If you don’t want to use Table Store catalog, you can also run spark-shell and query the table with Scala API.

spark-shell ... --jars /path/to/flink-table-store-spark-0.3.0.jar

val dataset = spark.read.format("tablestore").load("file:/tmp/table_store/default.db/my_table")
dataset.createOrReplaceTempView("my_table")
spark.sql("SELECT * FROM my_table").show()

Spark Type Conversion #

This section lists all supported type conversion between Spark and Flink. All Spark’s data types are available in package org.apache.spark.sql.types.

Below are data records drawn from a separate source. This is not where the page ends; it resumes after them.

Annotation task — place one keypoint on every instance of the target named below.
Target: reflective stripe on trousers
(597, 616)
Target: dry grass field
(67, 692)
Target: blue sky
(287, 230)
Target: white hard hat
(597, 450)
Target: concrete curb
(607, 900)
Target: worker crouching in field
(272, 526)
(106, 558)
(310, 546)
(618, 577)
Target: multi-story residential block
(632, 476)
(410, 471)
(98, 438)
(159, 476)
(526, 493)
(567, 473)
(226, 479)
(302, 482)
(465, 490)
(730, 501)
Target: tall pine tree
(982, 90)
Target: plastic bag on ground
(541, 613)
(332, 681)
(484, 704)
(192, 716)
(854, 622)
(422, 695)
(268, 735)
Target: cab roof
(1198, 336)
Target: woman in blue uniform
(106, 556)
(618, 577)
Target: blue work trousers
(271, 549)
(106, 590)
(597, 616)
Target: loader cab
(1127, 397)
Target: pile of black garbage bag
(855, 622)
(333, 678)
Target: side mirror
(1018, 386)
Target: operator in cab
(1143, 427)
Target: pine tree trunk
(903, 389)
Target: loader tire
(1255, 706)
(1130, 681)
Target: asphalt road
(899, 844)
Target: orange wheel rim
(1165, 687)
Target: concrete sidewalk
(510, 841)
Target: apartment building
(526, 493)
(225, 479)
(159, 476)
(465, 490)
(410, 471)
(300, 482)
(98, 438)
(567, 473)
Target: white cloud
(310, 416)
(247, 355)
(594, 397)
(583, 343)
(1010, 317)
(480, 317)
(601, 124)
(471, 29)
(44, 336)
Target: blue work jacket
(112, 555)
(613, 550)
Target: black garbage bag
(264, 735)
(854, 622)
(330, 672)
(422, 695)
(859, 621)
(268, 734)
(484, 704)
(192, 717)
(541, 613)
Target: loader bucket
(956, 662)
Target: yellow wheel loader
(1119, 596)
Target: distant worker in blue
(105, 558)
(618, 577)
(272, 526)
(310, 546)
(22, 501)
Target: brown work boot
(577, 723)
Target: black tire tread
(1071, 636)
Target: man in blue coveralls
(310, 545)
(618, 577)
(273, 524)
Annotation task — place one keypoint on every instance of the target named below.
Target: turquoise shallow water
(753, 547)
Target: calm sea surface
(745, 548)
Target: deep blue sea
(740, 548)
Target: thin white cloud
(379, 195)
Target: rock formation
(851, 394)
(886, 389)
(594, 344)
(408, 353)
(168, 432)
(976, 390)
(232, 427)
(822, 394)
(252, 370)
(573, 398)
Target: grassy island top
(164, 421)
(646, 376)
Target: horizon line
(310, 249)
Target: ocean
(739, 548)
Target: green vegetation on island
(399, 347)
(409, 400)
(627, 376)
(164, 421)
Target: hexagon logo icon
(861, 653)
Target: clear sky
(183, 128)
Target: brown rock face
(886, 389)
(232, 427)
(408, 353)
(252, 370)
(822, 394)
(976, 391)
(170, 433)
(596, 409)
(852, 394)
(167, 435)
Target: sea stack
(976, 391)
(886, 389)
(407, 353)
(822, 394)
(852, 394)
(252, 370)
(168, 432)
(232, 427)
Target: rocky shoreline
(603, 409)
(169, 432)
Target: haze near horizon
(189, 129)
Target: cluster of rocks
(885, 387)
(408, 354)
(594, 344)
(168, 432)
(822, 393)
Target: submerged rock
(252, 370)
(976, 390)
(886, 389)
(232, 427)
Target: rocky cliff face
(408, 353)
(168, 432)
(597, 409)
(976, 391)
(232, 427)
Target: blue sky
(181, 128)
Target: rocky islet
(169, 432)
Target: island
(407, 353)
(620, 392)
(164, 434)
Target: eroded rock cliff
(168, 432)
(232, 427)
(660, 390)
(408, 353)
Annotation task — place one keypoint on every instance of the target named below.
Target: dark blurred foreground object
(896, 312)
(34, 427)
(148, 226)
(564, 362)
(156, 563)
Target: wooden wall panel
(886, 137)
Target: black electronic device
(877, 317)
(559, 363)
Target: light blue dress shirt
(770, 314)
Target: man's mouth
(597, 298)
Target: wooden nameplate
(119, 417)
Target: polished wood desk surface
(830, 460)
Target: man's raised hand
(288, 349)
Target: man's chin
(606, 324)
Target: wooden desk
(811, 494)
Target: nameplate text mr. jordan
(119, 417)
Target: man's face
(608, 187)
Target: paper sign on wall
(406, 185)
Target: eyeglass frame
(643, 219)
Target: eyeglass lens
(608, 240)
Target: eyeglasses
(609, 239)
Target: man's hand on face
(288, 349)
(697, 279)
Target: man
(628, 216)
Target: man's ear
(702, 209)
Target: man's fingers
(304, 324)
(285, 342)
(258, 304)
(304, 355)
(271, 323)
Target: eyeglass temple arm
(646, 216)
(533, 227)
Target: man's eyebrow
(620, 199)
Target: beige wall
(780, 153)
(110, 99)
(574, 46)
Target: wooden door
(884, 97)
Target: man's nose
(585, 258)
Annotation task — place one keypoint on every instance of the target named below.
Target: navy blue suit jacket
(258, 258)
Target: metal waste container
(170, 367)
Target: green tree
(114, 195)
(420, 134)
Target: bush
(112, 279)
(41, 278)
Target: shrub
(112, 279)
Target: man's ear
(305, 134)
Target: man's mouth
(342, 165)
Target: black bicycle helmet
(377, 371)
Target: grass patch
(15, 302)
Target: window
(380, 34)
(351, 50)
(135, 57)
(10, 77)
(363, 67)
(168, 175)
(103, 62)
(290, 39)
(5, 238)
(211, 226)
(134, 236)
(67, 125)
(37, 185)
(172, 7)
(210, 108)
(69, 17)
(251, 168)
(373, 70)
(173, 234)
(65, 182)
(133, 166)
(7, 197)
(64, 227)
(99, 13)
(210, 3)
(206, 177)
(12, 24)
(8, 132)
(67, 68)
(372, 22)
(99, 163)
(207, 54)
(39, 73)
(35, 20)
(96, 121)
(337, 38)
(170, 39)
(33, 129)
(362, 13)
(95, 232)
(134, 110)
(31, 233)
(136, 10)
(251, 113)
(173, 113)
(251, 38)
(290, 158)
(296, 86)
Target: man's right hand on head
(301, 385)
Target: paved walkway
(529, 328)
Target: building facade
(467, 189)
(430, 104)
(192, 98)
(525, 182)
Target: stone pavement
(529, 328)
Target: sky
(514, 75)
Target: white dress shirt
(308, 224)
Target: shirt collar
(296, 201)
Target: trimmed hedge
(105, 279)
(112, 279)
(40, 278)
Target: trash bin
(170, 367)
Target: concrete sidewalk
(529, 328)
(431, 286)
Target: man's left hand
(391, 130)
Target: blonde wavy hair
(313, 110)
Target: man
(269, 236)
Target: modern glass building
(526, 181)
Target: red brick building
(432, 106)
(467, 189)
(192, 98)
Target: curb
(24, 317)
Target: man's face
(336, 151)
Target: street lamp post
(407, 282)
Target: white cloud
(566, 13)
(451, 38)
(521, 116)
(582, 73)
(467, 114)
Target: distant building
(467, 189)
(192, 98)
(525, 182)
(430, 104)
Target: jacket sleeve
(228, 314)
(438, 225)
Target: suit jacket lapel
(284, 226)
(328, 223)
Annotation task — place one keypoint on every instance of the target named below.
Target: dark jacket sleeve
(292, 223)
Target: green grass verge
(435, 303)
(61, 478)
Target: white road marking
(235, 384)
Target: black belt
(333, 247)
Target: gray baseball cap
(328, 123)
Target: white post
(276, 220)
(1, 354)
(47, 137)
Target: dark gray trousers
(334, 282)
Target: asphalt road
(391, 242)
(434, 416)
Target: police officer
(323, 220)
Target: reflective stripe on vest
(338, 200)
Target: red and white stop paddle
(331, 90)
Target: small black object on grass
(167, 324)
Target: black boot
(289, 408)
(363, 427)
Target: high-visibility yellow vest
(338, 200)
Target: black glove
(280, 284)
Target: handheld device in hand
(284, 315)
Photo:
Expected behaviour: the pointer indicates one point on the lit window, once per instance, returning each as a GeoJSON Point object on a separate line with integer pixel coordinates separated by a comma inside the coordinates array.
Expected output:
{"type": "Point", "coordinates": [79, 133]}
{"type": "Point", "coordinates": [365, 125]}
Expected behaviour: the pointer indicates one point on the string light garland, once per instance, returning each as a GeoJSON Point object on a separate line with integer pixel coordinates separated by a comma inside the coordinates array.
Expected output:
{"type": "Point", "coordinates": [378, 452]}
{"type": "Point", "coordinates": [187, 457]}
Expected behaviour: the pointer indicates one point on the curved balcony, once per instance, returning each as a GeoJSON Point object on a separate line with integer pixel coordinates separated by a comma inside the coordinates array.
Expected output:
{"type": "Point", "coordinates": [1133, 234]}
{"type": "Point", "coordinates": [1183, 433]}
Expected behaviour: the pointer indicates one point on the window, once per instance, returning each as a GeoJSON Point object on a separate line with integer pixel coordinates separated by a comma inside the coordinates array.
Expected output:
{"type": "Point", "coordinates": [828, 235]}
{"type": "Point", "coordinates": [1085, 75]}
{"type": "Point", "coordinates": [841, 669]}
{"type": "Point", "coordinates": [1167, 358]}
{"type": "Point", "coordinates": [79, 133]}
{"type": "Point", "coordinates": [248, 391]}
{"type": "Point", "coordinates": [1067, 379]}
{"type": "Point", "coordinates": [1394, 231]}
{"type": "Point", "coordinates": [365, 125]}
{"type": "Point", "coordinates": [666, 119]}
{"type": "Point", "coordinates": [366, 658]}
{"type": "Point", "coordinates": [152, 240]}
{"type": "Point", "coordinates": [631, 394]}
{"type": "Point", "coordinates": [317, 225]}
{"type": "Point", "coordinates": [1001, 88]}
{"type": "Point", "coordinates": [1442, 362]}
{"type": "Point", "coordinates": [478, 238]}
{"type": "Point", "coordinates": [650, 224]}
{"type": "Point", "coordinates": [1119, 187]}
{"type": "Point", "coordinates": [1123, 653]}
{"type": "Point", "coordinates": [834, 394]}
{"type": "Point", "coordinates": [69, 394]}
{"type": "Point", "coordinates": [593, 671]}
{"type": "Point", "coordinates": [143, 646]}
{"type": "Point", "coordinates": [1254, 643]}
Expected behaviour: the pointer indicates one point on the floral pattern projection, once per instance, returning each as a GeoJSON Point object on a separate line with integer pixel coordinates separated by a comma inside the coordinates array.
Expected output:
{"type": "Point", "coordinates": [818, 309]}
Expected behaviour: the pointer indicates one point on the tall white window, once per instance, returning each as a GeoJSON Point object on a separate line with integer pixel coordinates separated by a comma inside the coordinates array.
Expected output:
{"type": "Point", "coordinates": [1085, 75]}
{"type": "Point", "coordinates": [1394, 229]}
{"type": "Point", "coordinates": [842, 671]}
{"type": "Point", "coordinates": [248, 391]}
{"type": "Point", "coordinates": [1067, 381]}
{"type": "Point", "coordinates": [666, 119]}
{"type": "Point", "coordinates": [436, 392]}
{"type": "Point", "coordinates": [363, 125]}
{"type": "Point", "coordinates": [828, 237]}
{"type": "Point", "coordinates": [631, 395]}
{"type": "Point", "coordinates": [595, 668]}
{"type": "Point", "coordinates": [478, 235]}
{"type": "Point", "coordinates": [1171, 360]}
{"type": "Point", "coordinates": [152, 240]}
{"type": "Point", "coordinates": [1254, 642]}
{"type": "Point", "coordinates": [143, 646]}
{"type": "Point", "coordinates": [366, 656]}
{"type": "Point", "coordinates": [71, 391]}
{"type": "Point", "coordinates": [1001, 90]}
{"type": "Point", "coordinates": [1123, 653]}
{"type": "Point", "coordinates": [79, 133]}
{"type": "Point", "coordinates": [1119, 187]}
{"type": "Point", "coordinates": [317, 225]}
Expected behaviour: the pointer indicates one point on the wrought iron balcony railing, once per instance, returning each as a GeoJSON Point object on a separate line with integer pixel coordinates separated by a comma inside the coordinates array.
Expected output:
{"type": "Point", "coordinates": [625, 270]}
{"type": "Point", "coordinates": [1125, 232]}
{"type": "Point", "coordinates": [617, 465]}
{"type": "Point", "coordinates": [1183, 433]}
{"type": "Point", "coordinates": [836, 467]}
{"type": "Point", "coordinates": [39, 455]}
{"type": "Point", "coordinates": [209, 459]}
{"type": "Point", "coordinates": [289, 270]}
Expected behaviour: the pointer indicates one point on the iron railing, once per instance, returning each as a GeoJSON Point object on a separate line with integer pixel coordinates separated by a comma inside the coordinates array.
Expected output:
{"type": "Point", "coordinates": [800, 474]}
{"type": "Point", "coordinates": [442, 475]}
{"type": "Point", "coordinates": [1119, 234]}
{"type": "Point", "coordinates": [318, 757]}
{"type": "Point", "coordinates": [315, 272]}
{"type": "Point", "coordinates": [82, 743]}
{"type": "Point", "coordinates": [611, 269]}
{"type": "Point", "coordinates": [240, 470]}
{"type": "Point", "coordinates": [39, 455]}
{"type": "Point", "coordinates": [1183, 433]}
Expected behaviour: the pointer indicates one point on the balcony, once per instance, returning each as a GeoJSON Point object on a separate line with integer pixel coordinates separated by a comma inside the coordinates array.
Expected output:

Spark Data Type	Flink Data Type	Atomic Type
`StructType`	`RowType`	false
`MapType`	`MapType`	false
`ArrayType`	`ArrayType`	false
`BooleanType`	`BooleanType`	true
`ByteType`	`TinyIntType`	true
`ShortType`	`SmallIntType`	true
`IntegerType`	`IntType`	true
`LongType`	`BigIntType`	true
`FloatType`	`FloatType`	true
`DoubleType`	`DoubleType`	true
`StringType`	`VarCharType`, `CharType`	true
`DateType`	`DateType`	true
`TimestampType`	`TimestampType`, `LocalZonedTimestamp`	true
`DecimalType(precision, scale)`	`DecimalType(precision, scale)`	true
`BinaryType`	`VarBinaryType`, `BinaryType`	true

Currently, Spark’s field comment cannot be described under Flink CLI.

Conversion between Spark’s UserDefinedType and Flink’s UserDefinedType is not supported.